El Flúor es un elemento muy importante en la prevención de la caries dental. Aumenta la resistencia del esmalte dental al ataque bacteriano ya que refuerza su estructura evitando así su destrucción. Hay varias formas de obtenerlo: Pastas dentales, enjuagues bucales, geles, medicamentos en comprimidos o gotas, aguas con Flúor y sal de mesa. El uso de pastas dentales con flúor es un método muy recomendado para la prevención de la caries dental, tanto por su uso tópico como por la frecuencia de su aplicación (tres veces al día como mínimo), además de crear un hábito de limpieza bucal a través del cepillado. La cantidad a usar no debe ser muy grande, tan sólo la punta del cepillo. Si utilizamos una cantidad excesiva se forma mucha espuma y esto les hace pensar que ya está limpio y dejan de cepillarse antes. Lo ideal es cepillarse a conciencia sin pasta y después repasar el cepillado utilizando pasta con flúor. Las pastas son insuficientes, deben ser complementado con colutorios y aplicaciones tópicas profesionales dos veces al año.

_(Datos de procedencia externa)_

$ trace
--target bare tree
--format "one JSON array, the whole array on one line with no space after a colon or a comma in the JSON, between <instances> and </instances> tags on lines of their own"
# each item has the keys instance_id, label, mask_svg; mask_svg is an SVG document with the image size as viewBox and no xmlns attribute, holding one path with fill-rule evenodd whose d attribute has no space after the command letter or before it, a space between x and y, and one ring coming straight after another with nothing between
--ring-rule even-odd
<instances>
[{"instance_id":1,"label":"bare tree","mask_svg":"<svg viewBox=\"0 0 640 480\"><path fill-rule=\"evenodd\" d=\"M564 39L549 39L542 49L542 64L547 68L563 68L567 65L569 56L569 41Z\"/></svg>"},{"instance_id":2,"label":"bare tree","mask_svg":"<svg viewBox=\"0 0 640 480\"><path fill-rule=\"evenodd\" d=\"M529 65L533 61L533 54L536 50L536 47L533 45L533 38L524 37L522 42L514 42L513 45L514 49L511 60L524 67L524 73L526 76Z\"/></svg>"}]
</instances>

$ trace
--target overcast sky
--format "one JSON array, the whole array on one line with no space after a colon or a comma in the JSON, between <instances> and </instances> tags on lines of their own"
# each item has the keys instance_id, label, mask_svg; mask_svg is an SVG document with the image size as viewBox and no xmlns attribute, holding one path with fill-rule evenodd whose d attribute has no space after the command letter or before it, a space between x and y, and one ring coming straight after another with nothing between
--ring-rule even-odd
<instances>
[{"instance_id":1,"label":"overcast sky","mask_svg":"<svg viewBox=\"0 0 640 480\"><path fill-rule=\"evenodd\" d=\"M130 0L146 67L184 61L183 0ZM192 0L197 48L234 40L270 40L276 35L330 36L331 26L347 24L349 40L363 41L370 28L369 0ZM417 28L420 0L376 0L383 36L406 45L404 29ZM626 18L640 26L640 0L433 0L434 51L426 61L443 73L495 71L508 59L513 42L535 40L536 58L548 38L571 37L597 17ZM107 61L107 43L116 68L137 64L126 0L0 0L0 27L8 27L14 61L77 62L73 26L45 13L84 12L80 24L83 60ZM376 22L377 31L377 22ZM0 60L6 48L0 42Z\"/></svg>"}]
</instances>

Se emplean colutorios de uso diario con concentración de flúor de 0.05%
o de uso semanal con concentraciones de flúor de 0,2%. Antes de
acostarse es el momento de usarlos. La efectividad de los colutorios
depende de un correcto cepillado previo y de evitar el consumo de
leche u otro alimento después, pues el calcio anula el efecto del flúor
y cualquier otra ingesta lo diluye, disminuyendo así su efecto.
También lo encontramos en gotas o pastillas según la edad del niño.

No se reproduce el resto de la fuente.